Closed gaow closed 8 months ago
Hi @gaow , I see the 62 jobs that failed are from 2024-02-20 18:00:27 to 2024-02-20 18:30:50.
After going through all 62 jobs, I can break down the errors for you.
Over half of your errors from from the AWS error message You have exceeded your maximum gp3 storage limit of 50 TiB in this region
. There are some jobs that failed due to a failure to mount a volume, due to the gp3 quota. Such jobs include, but not limited to
The second-most error was Failed to restore: exit status 125 (code: 9011)
.
The error appears after this message:
Failed to get job status from i-0fd796901afaa6eab at #0 attempt, error: Get "https://172.31.15.227:443/api/v1/jobs": context deadline exceeded (Client.Timeout exceeded while awaiting headers)

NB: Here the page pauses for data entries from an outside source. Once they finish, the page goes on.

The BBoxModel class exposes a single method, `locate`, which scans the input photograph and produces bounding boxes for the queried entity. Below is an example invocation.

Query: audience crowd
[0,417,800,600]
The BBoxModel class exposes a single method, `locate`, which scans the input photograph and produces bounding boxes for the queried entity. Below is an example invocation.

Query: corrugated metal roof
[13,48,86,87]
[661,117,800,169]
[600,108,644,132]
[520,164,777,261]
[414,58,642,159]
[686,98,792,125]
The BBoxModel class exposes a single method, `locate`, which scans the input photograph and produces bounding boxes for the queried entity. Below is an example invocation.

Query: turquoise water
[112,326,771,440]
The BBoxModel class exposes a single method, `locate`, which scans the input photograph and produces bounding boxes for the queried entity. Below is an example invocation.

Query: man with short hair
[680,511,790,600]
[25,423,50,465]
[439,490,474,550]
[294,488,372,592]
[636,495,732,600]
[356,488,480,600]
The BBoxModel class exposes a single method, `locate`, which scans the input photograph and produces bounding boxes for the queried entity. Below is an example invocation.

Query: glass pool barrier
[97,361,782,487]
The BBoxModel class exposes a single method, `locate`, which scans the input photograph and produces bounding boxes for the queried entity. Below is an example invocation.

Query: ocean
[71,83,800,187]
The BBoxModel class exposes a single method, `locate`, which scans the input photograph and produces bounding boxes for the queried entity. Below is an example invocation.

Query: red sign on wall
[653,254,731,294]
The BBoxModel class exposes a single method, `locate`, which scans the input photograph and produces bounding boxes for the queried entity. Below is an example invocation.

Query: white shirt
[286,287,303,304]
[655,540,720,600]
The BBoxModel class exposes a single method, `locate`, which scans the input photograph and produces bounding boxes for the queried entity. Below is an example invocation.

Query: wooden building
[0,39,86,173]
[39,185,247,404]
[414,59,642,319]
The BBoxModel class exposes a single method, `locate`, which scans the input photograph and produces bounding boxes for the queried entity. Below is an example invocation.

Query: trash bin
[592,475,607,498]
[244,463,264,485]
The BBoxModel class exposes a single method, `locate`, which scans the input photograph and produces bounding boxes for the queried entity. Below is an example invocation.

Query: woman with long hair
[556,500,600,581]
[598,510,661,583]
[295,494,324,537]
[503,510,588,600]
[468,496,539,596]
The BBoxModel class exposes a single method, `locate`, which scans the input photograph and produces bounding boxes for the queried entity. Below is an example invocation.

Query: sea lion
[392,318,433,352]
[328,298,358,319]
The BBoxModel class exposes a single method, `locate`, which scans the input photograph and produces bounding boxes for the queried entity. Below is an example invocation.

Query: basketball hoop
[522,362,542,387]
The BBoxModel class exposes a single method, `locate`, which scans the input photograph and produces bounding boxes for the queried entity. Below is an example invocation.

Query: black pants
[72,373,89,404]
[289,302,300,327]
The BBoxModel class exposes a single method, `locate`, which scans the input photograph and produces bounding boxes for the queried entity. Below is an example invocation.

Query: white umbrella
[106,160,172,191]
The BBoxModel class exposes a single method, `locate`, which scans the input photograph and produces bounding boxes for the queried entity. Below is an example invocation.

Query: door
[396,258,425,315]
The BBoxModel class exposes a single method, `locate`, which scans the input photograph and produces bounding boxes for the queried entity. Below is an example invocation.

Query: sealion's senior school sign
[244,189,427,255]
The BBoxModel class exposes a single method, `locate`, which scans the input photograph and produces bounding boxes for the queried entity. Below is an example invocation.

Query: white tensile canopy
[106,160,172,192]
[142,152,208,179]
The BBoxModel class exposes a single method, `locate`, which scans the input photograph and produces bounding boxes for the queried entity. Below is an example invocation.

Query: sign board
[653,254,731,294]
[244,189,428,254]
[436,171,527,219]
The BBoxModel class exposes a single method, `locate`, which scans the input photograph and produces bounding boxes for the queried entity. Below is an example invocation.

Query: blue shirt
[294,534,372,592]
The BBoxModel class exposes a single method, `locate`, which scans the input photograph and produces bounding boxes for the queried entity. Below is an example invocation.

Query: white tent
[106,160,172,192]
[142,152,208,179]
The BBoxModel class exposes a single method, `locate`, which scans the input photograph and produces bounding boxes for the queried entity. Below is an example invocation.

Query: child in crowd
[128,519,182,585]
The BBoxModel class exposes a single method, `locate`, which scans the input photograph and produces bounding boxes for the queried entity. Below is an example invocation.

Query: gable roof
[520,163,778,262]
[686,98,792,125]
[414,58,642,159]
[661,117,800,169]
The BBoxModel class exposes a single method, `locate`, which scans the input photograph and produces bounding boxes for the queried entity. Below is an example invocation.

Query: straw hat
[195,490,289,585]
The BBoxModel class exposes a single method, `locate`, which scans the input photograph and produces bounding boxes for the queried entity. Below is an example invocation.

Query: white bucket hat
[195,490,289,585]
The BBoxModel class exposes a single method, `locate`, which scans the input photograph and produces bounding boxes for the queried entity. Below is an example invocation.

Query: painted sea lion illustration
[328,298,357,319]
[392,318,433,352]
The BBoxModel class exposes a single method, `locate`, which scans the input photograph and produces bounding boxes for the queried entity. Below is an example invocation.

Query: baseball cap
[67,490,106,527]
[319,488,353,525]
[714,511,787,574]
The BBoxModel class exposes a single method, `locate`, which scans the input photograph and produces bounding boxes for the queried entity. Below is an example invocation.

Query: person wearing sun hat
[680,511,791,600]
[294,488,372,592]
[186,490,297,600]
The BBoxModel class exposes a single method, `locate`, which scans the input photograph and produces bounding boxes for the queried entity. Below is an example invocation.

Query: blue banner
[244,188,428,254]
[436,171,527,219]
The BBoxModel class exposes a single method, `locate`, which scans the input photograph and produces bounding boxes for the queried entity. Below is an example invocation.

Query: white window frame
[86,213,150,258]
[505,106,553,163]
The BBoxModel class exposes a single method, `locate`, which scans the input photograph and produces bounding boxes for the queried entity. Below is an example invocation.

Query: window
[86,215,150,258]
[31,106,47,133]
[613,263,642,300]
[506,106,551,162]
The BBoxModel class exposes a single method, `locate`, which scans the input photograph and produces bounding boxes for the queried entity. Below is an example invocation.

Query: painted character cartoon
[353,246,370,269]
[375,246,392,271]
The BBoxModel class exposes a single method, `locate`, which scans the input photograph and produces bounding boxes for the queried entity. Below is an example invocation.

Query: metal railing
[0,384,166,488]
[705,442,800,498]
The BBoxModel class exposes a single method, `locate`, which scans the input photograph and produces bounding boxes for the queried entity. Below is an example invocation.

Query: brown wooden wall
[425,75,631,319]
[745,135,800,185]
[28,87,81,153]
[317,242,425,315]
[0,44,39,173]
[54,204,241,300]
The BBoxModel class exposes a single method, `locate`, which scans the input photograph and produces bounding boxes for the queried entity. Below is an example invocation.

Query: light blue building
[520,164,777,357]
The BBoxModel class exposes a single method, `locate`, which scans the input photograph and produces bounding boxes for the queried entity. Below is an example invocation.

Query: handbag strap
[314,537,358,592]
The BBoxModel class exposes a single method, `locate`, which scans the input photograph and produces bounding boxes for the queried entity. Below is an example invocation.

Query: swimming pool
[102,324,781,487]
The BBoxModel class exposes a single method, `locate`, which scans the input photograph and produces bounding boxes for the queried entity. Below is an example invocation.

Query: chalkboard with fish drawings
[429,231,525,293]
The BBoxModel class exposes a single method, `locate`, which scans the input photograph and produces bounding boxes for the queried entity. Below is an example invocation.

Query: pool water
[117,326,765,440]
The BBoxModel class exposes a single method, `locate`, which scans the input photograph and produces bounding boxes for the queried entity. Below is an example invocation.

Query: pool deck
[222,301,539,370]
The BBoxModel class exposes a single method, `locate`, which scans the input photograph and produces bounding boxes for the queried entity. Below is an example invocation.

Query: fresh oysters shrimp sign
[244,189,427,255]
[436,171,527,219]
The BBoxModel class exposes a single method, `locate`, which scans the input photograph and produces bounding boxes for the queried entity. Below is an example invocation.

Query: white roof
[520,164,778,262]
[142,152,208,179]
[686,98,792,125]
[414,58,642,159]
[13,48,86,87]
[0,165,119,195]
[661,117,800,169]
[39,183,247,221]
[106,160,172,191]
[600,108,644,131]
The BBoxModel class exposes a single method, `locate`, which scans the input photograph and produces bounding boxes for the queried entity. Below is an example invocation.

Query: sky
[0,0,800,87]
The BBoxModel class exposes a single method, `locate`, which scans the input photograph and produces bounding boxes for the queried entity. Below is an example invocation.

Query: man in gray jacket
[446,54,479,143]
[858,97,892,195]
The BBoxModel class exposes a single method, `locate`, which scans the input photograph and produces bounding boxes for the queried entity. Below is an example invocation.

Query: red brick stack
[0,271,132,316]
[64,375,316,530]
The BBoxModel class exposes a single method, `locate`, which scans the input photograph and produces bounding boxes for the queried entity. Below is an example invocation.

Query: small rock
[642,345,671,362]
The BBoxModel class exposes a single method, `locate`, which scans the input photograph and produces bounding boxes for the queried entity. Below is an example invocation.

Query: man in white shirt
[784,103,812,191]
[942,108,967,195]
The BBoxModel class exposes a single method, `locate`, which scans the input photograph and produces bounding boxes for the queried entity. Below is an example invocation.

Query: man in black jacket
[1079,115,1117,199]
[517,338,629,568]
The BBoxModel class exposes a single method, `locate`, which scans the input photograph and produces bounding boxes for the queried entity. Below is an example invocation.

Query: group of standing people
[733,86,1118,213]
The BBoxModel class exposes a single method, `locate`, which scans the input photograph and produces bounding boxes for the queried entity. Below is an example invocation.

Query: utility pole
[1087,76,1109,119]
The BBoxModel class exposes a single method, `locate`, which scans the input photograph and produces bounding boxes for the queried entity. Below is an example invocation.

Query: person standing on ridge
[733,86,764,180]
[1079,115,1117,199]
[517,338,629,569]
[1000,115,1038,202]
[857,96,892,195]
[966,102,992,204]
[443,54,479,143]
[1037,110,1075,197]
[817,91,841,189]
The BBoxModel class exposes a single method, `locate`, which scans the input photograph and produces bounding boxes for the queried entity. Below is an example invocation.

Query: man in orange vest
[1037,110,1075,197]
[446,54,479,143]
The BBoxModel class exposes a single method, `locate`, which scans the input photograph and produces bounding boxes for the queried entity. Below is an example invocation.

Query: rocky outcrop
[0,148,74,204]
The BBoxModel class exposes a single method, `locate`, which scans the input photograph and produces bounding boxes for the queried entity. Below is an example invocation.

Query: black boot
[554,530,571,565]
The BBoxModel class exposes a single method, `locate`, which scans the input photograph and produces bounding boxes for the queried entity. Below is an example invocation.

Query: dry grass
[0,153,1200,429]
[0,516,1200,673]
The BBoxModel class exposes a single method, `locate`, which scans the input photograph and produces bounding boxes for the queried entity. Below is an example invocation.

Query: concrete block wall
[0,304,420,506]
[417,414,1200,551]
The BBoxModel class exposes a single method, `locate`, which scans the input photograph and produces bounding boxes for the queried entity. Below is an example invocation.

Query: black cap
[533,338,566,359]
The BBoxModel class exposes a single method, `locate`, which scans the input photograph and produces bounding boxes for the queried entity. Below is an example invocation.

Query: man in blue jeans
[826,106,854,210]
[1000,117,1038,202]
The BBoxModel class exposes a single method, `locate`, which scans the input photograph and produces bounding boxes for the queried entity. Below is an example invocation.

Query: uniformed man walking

This is a message from AWS's side. This means our request timedout on AWS's side, but usually there is no issue in retrying. But it looks like right after wards, the instance gets preempted, but no snapshot is taken likely because of the timeout. Therefore no snapshots for job to recover. When it attempts to resume the job, there is a failure to restore.
2024-02-21T10:39:06.101: Failed to get job status from i-0fd796901afaa6eab at #0 attempt, error: Get "https://172.31.15.227:443/api/v1/jobs": context deadline exceeded (Client.Timeout exceeded while awaiting headers)
2024-02-21T10:39:06.305: Failed to poll job status from i-0fd796901afaa6eab, error Get "https://172.31.15.227:443/api/v1/jobs": context deadline exceeded (Client.Timeout exceeded while awaiting headers)
2024-02-21T10:39:06.383: Instance i-0fd796901afaa6eab is preempted, try to recover host
...
2024-02-21T10:40:31.568: Job status changed: [Executing -> Floating]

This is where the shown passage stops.